German international school in New York City, USA

Global School Brooklyn, formerly German School Brooklyn (GSB, Deutsche Schule Brooklyn), is a German and Spanish international school in Crown Heights Brooklyn in New York City.

It is categorized as a German school abroad by the Central Agency for German Schools Abroad (Zentralstelle für das Auslandsschulwesen).

==Spanish and German Immersion Program ==
GSB added a Spanish immersion program to its school beginning with a Preschool class in September 2025.

==History==
GSB was co-founded by Christine Krabs, Kathrin Nagle, Muriel Plag, and Sonja Einoedter. It opened with grades Kindergarten through 2 in 2014. As of June 2025, the school has graduated 4 8th grade classes. In 2024 GSB added a preschool and in 2025 it added a Spanish programme.

The school was previously on the fifth floor of the Union Temple of Brooklyn in Prospect Heights, Brooklyn.
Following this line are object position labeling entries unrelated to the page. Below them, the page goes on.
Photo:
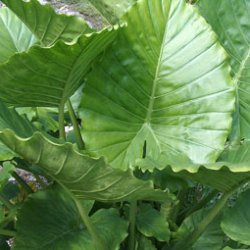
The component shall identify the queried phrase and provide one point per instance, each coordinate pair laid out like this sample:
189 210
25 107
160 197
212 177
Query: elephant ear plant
133 136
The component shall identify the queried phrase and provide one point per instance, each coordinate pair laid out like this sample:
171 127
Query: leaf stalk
79 140
132 221
62 134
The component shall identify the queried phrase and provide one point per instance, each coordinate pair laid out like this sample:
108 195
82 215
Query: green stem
22 183
91 229
39 180
132 221
6 202
79 140
7 233
62 134
188 241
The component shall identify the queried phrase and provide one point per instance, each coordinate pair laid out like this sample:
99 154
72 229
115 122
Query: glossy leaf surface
236 220
82 175
14 35
111 10
230 20
212 237
45 24
59 225
47 77
151 223
230 172
160 89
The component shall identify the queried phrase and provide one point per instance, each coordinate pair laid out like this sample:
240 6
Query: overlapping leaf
47 77
45 24
168 89
15 36
236 220
212 237
83 176
229 173
59 225
230 20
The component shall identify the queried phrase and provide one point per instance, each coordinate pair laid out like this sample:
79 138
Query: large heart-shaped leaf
45 24
49 76
80 174
164 86
236 220
212 237
59 225
14 35
230 20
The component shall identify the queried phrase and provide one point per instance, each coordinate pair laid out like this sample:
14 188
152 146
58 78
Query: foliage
157 104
The school was not a part of the temple's congregation even though they shared a building. By 2021, its interim location was the former Coop School in the Bedford Stuyvesant and Clinton Hill area. In 2021, the school moved all levels to its new site at 9 Hanover Place in Downtown Brooklyn. In January 2023, the school once again relocated to its new, very own building on 760 Sterling Place in Crown Heights.